# What it is to REALLY VOTE !!!



## Elyzabeth (Oct 14, 2014)

How about having real elections where you can vote for the person you want to elect ?

Putting an X in the box for the political patty you want to" chose the candidates for you" is elementary third world voting !


Just sent in  my early ballot to America, I was given a book with backgrounds on the people I was voting on, so I could make an informed choice, and also  I voted ballot propositions,(with  pro/com arguments in a booklet) I voted on:

!) if new drugs should be given to terminal patients who want them before they are fully tested

2) Raising the salary of the local legislative state officers

3) amendment to the constitution to reject unconstitutional  Federal actions


Supreme court Judges ( for our state)

and many others, It takes me at least 45 minutes to study the issues and background of the people I'M, voting for.


THAT IS WHAT VOTING IS !!!


----------



## QuickSilver (Oct 14, 2014)

I am very much aware of politics.. (can't you tell?)   It's not just at election time either... it's everyday... all year round..   I will be early voting in our Illinois midterms.  I have a booklet that was sent to me detailing all the special initiatives on the ballot..  and will know what I intend to do once I get into the voting booth.   I must admit to having sketchy knowledge about all the Judges... who can know about all the judges?  There's page after page of them...  In this case I vote my party. Because I am in agreement and would want judicial decisions based on my ideology.


----------



## Vivjen (Oct 14, 2014)

We do that too; look at the by-election in Clacton last week.
People voted for the man, even though he had changed paties, because he was considered a good local MP.

A good MP tries to help all his constituents, whatever party they vote for.


----------



## Ameriscot (Oct 14, 2014)

I vote in US elections and UK.  But I only get ballots for the US for the general election for prez.  

As a dual citizen I also got to vote in the Scottish independence referendum.  And as a member of the Labour Party I get to vote for the leader.


----------



## Bee (Oct 14, 2014)

Vivjen said:


> We do that too; look at the by-election in Clacton last week.
> People voted for the man, even though he had changed paties, because he was considered a good local MP.
> 
> A good MP tries to help all his constituents, whatever party they vote for.

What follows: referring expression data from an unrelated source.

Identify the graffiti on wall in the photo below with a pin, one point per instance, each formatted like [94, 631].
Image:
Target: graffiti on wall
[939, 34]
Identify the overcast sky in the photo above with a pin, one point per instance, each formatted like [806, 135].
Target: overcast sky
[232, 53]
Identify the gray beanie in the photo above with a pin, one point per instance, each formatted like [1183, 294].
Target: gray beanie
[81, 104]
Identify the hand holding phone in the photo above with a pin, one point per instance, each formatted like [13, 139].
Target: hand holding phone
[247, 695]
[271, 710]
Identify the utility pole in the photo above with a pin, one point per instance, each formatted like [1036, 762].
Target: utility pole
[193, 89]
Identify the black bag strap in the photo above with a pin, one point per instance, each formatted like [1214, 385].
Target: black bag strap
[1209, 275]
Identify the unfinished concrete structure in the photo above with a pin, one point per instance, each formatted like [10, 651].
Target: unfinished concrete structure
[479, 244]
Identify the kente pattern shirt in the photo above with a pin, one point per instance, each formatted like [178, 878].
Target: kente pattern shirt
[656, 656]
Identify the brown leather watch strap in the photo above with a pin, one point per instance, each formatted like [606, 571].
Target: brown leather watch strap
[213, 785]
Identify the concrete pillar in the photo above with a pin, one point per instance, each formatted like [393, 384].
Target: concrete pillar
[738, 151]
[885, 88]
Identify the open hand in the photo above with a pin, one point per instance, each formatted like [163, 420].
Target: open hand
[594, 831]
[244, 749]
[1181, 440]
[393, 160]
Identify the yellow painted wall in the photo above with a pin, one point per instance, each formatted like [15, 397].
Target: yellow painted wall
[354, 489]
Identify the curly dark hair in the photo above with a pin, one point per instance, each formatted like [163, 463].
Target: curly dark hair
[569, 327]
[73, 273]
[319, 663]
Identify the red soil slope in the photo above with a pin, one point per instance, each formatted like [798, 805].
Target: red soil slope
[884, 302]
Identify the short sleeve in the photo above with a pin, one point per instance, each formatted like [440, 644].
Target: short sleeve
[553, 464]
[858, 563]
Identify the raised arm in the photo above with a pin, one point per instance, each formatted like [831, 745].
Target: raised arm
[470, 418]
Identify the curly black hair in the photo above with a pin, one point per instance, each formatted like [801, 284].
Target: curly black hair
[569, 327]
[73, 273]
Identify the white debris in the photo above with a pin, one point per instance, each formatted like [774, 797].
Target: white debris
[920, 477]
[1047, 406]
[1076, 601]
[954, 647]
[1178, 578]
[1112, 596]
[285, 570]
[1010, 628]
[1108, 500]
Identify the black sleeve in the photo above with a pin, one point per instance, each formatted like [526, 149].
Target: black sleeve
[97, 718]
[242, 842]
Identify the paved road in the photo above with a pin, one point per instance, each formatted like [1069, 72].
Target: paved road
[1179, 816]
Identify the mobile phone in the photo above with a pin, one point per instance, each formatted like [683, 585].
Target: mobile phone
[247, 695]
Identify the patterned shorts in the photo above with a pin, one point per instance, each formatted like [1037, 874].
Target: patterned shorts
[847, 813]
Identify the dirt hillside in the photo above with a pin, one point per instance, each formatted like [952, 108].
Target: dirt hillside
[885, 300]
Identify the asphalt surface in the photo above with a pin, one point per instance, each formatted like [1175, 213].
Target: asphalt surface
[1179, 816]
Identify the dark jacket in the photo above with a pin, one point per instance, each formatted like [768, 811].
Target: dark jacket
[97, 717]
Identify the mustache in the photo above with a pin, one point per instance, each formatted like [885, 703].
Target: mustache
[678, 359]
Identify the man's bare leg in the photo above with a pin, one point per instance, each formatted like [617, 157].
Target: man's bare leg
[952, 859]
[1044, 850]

There were also people in Clacton that said................they voted for UKIP because the Tory MP had done _*nothing *_for the area:shrug:................make of that what you can.:lol:


For those that don't know the UKIP candidate had defected from the Tory party.


----------



## Elyzabeth (Oct 15, 2014)

For those who have not voted in a UK election:
it consists of one page with about 5  boxes,
 and you put an X in the box for THE PARTY you want to elect.. 
the PARTY then decides who it will choose.

Lucky people in the "by election"
( elections held when a person leaves office by choice or circumstances)
.... you actually got to vote for a person !!!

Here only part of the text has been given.